The first time we put an agent in front of real tools, it did something instructive. Asked to "refund the customer's last order," it called cancel_subscription
instead of issue_refund
. Both tools existed. Both were plausibly related to an unhappy customer. The model picked the wrong one and executed it with complete confidence.
This is the part of agent engineering that the demos skip. Letting a model generate text is easy. Letting it take actions in your systems - call functions, hit APIs, change state - is where reliability either exists or it does not. Here is how we make function-calling trustworthy enough to put in production.
The more tools you hand an agent, the more chances it has to choose wrong. We have watched accuracy fall off a cliff once a single agent has twenty-plus tools with overlapping purposes. Two fixes: keep the tool set small and distinct, and name and describe each tool so precisely that confusion is hard. refund_order
with a description that says "issues a monetary refund for a completed order; does NOT cancel subscriptions" beats a vague handle_order
every time. The description is not documentation - it is the instruction the model actually reads when deciding.
Even when the agent picks the right tool, it can pass nonsense: a refund amount larger than the order, a date in the wrong format, a customer ID that does not exist, a negative quantity. The model is generating plausible-looking arguments, not verified ones. So every tool we expose validates its inputs hard, on the server side, before doing anything - type checks, range checks, existence checks, business-rule checks. An invalid call returns a clear error the agent can read and correct, rather than corrupting data. Treat agent-supplied arguments exactly as you would treat input from an anonymous user on the internet: never trusted.

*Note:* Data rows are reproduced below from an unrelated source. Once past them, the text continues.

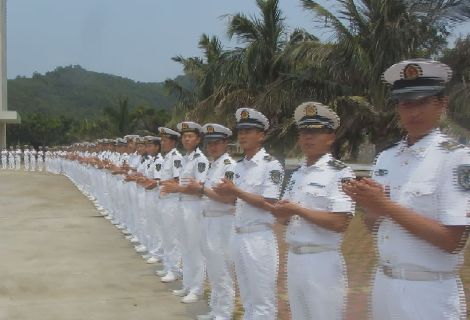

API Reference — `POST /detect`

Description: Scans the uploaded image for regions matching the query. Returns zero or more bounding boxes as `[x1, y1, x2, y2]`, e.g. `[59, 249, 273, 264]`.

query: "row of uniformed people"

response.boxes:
[49, 60, 470, 319]
[0, 146, 45, 171]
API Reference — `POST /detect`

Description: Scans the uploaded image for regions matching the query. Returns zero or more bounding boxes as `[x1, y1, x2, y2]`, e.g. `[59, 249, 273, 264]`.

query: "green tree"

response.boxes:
[103, 97, 133, 136]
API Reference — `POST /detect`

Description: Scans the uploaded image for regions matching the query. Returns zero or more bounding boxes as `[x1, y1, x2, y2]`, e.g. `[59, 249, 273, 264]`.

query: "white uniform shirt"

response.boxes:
[149, 153, 163, 180]
[180, 148, 209, 200]
[283, 153, 354, 250]
[373, 130, 470, 272]
[203, 153, 236, 214]
[234, 148, 284, 227]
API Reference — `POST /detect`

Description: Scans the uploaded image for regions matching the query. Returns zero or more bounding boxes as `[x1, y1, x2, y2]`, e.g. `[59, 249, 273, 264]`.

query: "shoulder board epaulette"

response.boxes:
[263, 154, 275, 161]
[292, 166, 302, 173]
[439, 140, 464, 151]
[328, 159, 347, 170]
[382, 141, 400, 151]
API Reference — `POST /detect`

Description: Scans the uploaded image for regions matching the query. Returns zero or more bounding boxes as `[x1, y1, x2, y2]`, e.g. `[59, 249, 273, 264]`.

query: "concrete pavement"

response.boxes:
[0, 171, 207, 320]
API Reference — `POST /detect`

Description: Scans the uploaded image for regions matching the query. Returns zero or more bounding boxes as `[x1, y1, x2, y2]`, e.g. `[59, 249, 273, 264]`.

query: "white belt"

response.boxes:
[380, 266, 457, 281]
[202, 210, 232, 218]
[289, 245, 336, 254]
[235, 224, 273, 233]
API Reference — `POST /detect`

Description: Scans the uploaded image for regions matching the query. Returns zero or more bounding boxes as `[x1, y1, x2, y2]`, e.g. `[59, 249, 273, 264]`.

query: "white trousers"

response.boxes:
[287, 251, 347, 320]
[372, 270, 466, 320]
[203, 215, 235, 320]
[178, 200, 205, 295]
[233, 230, 279, 320]
[159, 196, 181, 273]
[145, 189, 163, 258]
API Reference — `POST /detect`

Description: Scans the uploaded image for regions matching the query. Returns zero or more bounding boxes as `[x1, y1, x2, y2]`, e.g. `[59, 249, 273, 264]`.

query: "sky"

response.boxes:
[7, 0, 470, 82]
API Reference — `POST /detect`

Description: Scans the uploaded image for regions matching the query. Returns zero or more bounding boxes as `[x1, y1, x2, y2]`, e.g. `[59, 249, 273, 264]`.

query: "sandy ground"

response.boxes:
[0, 171, 207, 320]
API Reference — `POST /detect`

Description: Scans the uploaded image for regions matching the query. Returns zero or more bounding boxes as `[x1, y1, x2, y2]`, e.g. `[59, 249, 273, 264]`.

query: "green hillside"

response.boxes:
[8, 65, 176, 119]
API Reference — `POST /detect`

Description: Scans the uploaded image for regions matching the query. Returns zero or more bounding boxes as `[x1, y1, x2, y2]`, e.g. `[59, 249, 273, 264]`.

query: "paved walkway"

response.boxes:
[0, 171, 206, 320]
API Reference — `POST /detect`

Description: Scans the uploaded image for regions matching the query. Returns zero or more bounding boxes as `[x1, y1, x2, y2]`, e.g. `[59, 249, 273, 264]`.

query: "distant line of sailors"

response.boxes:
[4, 59, 470, 320]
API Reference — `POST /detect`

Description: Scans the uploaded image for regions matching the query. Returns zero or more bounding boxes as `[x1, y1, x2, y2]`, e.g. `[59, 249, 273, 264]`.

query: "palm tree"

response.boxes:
[103, 97, 132, 136]
[294, 0, 470, 151]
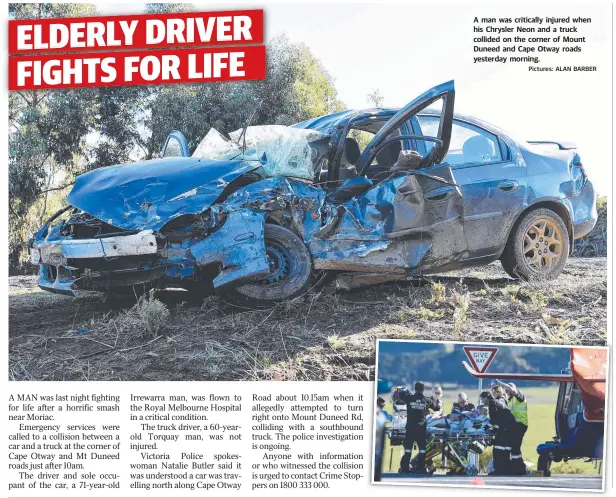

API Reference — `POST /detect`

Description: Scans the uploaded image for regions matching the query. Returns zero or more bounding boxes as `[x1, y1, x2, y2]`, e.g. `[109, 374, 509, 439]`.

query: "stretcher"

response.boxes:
[386, 406, 494, 476]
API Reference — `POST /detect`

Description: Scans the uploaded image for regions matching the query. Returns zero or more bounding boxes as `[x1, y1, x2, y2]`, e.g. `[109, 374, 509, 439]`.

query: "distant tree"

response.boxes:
[366, 88, 385, 107]
[144, 36, 344, 157]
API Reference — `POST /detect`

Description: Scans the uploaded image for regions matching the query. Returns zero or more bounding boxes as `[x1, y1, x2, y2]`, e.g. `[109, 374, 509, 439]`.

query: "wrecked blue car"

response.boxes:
[31, 81, 597, 306]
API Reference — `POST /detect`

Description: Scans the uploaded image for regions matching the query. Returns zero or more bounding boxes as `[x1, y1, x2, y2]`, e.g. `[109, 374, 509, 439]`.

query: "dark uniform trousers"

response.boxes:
[400, 424, 426, 472]
[492, 428, 513, 474]
[511, 422, 528, 475]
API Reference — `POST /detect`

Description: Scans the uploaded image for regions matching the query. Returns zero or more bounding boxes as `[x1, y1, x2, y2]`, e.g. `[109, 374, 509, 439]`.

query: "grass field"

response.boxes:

Reading data is low-risk; changing data is not. We split tools into those two classes and treat them very differently. Read tools an agent can call freely. Write tools - anything that moves money, sends a message, deletes a record, changes an order - go through extra gates: stricter validation, rate limits, and for the highest-stakes actions, a human approval step. The agent prepares the action; a person confirms it. As trust in a specific workflow grows, you can loosen the gate. You do not start there.

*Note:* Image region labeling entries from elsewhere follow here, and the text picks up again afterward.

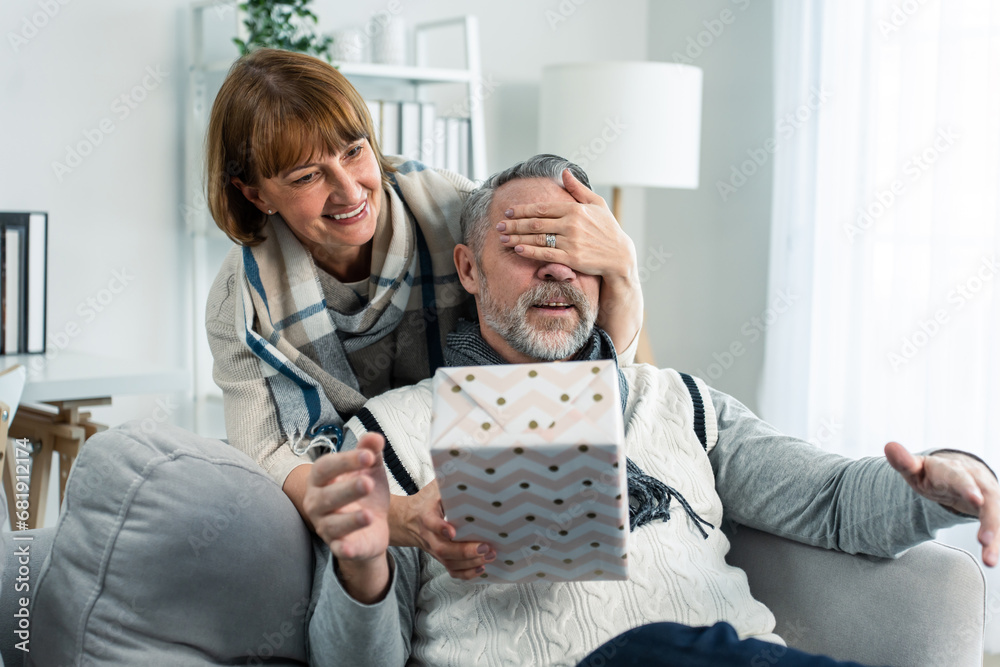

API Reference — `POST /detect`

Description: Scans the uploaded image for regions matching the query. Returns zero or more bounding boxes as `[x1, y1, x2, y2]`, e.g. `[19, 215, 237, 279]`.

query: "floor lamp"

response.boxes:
[539, 62, 702, 363]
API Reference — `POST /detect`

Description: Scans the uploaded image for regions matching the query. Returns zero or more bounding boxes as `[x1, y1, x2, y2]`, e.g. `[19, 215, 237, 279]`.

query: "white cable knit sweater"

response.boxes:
[348, 365, 781, 667]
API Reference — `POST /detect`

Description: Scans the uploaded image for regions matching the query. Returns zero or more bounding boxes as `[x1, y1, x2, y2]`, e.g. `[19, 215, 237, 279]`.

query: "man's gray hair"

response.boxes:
[462, 154, 590, 262]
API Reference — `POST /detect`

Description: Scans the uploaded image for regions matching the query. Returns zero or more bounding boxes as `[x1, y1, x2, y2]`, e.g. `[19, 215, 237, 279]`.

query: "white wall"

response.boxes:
[0, 0, 187, 438]
[640, 0, 775, 409]
[315, 0, 656, 247]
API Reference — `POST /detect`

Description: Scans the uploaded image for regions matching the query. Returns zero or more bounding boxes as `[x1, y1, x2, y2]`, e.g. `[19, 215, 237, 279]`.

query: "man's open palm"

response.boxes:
[885, 442, 1000, 567]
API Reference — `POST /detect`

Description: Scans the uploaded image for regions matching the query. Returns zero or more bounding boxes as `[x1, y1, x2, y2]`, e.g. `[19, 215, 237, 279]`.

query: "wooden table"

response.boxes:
[0, 350, 191, 528]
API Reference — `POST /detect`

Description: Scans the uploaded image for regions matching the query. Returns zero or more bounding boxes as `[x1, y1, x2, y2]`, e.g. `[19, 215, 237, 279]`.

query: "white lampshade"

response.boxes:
[539, 62, 702, 188]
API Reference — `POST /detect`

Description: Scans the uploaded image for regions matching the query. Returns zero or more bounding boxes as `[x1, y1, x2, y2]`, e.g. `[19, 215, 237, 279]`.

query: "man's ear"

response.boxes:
[455, 243, 479, 295]
[229, 176, 274, 213]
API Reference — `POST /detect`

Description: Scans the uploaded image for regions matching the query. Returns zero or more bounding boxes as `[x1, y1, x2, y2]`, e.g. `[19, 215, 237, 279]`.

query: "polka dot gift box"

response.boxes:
[431, 361, 628, 584]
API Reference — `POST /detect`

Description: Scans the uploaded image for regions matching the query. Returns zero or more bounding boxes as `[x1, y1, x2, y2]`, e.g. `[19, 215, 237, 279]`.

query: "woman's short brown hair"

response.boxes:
[205, 49, 394, 246]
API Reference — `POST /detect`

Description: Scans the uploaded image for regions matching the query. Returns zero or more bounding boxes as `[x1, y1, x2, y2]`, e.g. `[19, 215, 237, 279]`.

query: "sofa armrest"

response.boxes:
[727, 526, 986, 667]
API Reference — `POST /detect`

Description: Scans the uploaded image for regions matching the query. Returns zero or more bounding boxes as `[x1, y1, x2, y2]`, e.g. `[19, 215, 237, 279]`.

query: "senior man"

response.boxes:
[306, 156, 1000, 666]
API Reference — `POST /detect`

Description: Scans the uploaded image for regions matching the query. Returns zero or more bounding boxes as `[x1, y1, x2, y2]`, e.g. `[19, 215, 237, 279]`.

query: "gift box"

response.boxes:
[431, 361, 629, 583]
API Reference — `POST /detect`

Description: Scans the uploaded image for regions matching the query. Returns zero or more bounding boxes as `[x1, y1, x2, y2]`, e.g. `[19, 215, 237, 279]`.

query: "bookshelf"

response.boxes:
[186, 0, 487, 429]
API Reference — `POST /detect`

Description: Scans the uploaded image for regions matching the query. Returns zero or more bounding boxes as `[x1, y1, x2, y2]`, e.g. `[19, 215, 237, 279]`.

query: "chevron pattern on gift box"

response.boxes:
[431, 362, 628, 583]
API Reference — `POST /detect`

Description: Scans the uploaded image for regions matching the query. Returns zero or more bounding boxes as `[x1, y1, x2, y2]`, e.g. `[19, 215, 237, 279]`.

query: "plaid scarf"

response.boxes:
[445, 320, 714, 539]
[237, 158, 475, 446]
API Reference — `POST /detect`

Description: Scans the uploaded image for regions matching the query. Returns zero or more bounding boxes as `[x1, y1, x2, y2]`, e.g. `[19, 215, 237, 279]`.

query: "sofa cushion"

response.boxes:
[29, 420, 315, 665]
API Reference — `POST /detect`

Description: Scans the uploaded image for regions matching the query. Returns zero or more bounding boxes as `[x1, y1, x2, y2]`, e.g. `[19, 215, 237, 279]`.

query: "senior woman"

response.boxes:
[206, 49, 642, 569]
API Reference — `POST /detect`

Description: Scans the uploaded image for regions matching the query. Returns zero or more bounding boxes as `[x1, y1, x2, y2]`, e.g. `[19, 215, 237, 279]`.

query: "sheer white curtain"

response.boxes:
[761, 0, 1000, 463]
[760, 0, 1000, 652]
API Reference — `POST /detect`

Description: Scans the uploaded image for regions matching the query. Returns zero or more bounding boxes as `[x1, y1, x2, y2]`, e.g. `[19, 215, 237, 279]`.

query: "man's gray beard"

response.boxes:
[479, 271, 597, 361]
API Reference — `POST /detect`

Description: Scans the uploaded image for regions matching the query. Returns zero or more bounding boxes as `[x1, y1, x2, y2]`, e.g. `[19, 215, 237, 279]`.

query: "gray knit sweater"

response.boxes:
[310, 380, 969, 667]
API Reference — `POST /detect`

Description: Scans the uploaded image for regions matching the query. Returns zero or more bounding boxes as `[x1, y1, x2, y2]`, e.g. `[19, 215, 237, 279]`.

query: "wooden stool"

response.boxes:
[10, 398, 111, 529]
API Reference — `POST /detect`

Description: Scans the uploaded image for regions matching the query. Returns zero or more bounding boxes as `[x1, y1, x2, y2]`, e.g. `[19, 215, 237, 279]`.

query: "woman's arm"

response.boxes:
[497, 169, 643, 351]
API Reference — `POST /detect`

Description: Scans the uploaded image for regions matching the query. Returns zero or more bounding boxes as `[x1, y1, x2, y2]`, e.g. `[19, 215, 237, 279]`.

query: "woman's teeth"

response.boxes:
[329, 201, 368, 220]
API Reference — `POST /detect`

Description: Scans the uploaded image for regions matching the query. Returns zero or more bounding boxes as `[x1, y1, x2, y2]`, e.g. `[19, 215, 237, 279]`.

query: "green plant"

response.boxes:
[233, 0, 333, 60]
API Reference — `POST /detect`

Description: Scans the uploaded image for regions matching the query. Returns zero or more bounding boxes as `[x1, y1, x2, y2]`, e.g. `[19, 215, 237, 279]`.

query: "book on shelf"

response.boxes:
[399, 102, 420, 160]
[365, 100, 382, 146]
[420, 102, 443, 167]
[0, 212, 48, 354]
[381, 101, 402, 155]
[366, 100, 472, 176]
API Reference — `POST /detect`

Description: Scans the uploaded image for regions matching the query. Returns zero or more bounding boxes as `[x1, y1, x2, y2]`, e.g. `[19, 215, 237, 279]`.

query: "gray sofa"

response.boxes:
[0, 423, 986, 667]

Agents retry. A tool call times out, the agent assumes failure and calls again - but the first call actually went through. Now you have refunded twice. The defense is an idempotency key on every state-changing tool: a deterministic identifier the server checks so a repeated call returns the original result instead of acting again. And wherever the business allows, prefer reversible actions - a "draft" or "pending" state a human can release - over irreversible ones the agent commits instantly.
When a tool fails, what you return matters enormously. Return a generic "error" and the agent flails - retries blindly, or invents a success message to the user. Return a specific, readable message - "refund failed: order 4471 is already fully refunded" - and a capable model will reason about it correctly, explain it to the user, or choose a different path. We treat tool error messages as a first-class part of the design, written for a reader who has to decide what to do next.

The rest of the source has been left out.